A coincidence is a chance happening.  Only thing is, if you have one coincidence after another and another and another and another... you can't call it a "chance" happening anymore. And these "happenings of sorts" occur in my life all the time.

Then the Lord put on my heart to pray for the person, especially for the child that was with him,  so I did.  I didn't know anything specific, but somehow I found myself interceding for them both.  After a few minutes, I thought that I might be done, but no... God reminded me of a time when He spoke specifically to me about proclaiming freedom for the captives. Several months ago, He had told me that whenever He reminds me of this, that I am to pray for RELEASE for those who are enslaved to something.  So... I began to proclaim freedom over this young child's life... whoever he was.




While I was praying, God showed me that there were many people in the world whose kid(s) needed to be RELEASED from a bondage of various sorts. It could be a bondage of sickness, or a bondage of addiction,  or a bondage to sinful ways of one sort  or another... to name, but a few.

I saw a picture in my mind of God reaching down into a dark, hazy atmosphere controlled by the enemy of our souls. He scooped out a young man... who was beaten down and abused. The man looked so small, lying there in God's huge, cupped hands.  Then God brought His hands towards His mouth and breathed on the man. With that, the cords that bound him, broke off.  God blew on him again, ever so softly, and the remnants of those binding cords were completely blown away.  Perhaps that is a picture of what RELEASE FROM BONDAGE looks like from God's perspective?

All I could think of was that old chorus, "He brought me out of the miry clay. He set my feet on the Rock to stay!" 

But then I saw, in my mind, the word, "PSALM 41" so I grabbed my Bible and looked it up.

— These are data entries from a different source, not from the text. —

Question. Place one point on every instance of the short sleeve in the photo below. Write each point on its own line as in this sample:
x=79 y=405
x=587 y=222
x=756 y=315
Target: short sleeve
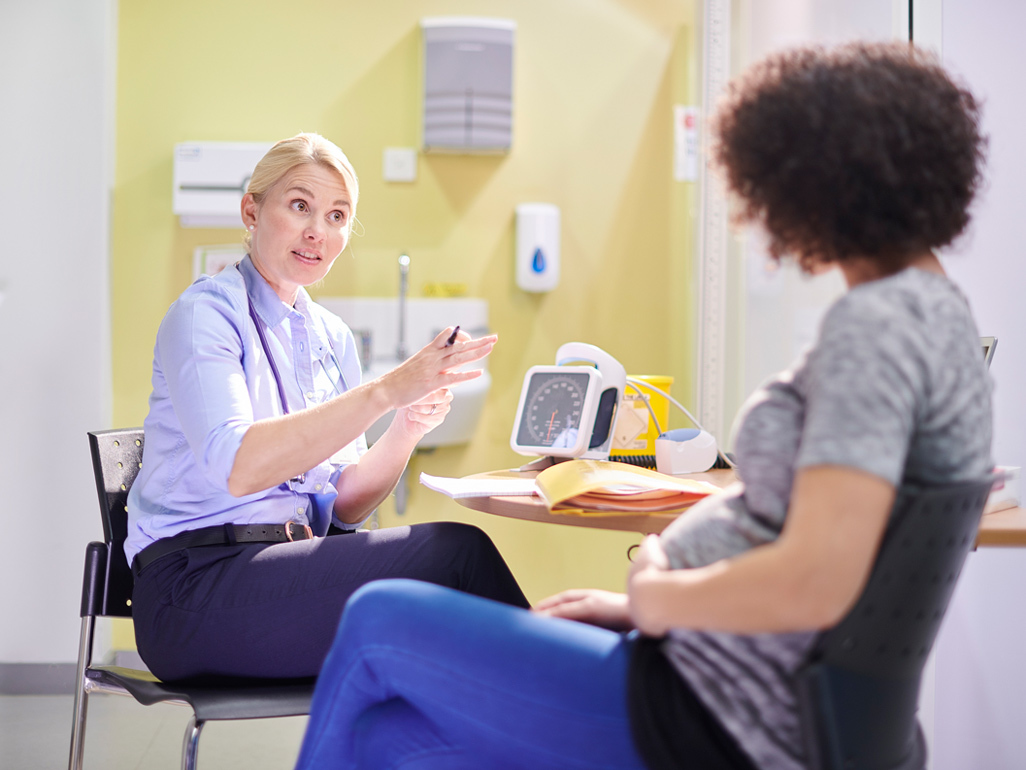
x=862 y=384
x=200 y=351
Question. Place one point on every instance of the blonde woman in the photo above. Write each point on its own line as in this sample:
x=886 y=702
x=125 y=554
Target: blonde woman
x=254 y=449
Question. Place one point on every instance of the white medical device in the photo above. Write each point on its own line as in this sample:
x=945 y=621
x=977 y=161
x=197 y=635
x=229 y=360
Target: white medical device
x=568 y=410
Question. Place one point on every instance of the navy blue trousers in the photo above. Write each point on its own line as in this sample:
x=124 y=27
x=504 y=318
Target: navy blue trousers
x=425 y=678
x=273 y=610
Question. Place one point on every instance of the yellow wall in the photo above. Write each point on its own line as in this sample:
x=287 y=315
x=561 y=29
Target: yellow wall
x=595 y=81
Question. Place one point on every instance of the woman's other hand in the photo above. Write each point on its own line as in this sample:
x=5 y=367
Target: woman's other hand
x=592 y=606
x=435 y=368
x=427 y=414
x=648 y=563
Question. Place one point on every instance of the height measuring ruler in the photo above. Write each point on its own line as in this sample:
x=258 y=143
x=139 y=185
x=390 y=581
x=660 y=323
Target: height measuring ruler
x=712 y=262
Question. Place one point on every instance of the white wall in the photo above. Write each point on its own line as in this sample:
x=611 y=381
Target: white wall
x=55 y=150
x=981 y=669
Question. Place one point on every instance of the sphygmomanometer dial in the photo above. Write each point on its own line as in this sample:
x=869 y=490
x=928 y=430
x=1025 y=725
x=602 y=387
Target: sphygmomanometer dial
x=556 y=412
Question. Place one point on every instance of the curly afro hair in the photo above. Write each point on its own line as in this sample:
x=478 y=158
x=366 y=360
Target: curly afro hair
x=861 y=151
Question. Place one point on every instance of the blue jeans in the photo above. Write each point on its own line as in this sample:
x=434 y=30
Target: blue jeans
x=426 y=677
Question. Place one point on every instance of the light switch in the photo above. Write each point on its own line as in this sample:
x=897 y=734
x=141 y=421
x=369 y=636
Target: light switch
x=400 y=164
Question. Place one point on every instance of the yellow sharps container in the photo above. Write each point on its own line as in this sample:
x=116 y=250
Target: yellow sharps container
x=635 y=433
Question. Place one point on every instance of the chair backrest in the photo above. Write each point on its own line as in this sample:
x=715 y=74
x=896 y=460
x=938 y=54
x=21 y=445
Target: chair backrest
x=859 y=688
x=117 y=456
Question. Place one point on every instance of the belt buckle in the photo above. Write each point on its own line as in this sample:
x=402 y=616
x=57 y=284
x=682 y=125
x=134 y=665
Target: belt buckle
x=308 y=534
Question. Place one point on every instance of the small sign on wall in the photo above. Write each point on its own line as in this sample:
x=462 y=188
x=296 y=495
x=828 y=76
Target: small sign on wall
x=685 y=143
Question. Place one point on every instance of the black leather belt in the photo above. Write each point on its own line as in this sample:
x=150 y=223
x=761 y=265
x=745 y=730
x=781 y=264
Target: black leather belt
x=229 y=534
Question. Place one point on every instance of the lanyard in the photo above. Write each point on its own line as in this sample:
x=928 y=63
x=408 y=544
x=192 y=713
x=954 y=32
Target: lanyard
x=302 y=477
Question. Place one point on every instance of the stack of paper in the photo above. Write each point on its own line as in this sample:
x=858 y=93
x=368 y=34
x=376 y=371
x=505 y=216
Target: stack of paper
x=479 y=486
x=597 y=486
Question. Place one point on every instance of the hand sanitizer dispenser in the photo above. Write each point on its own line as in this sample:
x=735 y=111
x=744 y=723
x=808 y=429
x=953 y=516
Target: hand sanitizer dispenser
x=537 y=246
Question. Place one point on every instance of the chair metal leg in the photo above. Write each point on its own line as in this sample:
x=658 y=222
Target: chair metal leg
x=81 y=696
x=191 y=744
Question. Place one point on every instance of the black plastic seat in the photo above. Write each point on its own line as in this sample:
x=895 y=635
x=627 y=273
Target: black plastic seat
x=859 y=688
x=107 y=590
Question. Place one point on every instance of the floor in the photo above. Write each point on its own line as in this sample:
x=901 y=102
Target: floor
x=35 y=734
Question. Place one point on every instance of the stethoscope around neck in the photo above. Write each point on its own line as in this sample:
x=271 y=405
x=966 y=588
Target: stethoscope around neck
x=302 y=477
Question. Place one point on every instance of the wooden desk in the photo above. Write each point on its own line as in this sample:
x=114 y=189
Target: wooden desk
x=1003 y=528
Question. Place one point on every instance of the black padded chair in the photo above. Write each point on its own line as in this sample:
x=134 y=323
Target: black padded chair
x=107 y=590
x=859 y=688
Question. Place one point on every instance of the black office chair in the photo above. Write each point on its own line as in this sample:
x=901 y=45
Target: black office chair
x=107 y=589
x=859 y=688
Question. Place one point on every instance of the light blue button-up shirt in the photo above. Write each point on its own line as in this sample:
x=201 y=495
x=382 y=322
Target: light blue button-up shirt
x=211 y=381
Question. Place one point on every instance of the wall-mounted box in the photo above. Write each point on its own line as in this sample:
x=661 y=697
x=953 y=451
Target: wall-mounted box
x=210 y=179
x=468 y=84
x=537 y=246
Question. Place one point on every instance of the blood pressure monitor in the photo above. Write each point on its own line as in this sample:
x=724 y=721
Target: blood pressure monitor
x=568 y=410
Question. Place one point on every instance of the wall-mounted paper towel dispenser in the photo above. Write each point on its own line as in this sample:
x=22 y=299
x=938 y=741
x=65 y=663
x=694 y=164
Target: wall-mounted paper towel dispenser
x=468 y=84
x=210 y=179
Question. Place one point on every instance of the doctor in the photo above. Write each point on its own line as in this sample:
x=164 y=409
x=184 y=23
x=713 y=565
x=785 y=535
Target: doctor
x=254 y=449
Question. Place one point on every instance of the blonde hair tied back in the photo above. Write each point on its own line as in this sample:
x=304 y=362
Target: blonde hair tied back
x=298 y=150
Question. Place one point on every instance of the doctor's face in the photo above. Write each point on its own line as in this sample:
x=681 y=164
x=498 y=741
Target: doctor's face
x=299 y=228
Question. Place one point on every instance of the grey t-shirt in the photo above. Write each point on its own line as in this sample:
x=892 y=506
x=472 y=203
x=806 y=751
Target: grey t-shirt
x=896 y=385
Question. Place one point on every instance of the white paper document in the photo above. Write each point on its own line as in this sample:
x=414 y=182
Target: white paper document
x=470 y=487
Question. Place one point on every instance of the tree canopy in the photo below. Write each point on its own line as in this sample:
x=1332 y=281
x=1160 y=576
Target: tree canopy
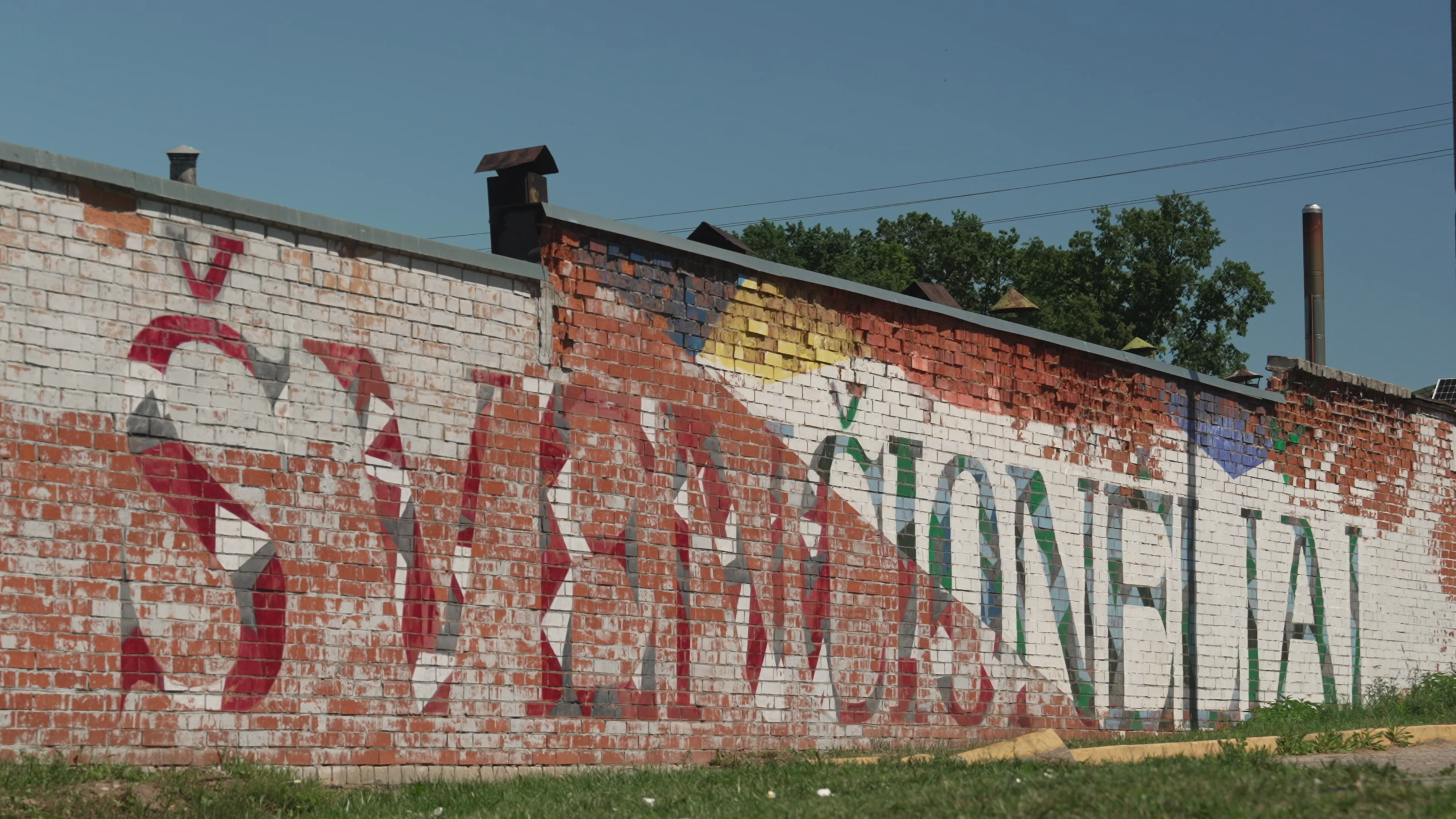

"Blessed is he who has regard for the weak;
 the Lord delivers him in times of trouble.
The Lord will protect him and preserve his life.  
He will bless him in the land and 
not surrender him to the desire of his foes. 
The Lord will sustain him on his sickbed 
and restore him from his bed of illness."

Is that what God just did during my intercession?  Could it be?  He responded to my query by telling me that this is another one of "His" ways.  He responds to people's prayers.  God is forever looking for people to stand in the gap an pray on the behalf of others that He might set them free.

BUT... He continued to direct me to Ezekial 22:30

"I looked for a man among them who would build up the wall 
and stand before me in the gap on behalf of the land 
so I would not have to destroy it, but I found none".

and then to Isaiah 59:16

"He saw that there was no one,
 he was appalled that there was no one to intervene, 
so his own arm worked salvation for him".

Woe!  I told you that when you STOP and give God your full attention and listen, He often lays out a powerfully, impacting message.  Didn't I?  I just didn't expect Him to act on that so quickly.

Just now, I am remembering that at Tuesday's Bible study, the theme for the year was written on the board... "2013 - a Year of Release". 

When God looks for someone to "Stand in the Gap"... 
May You and I, both, be ready and willing.

After all that, I popped on my RED shoes and began my day!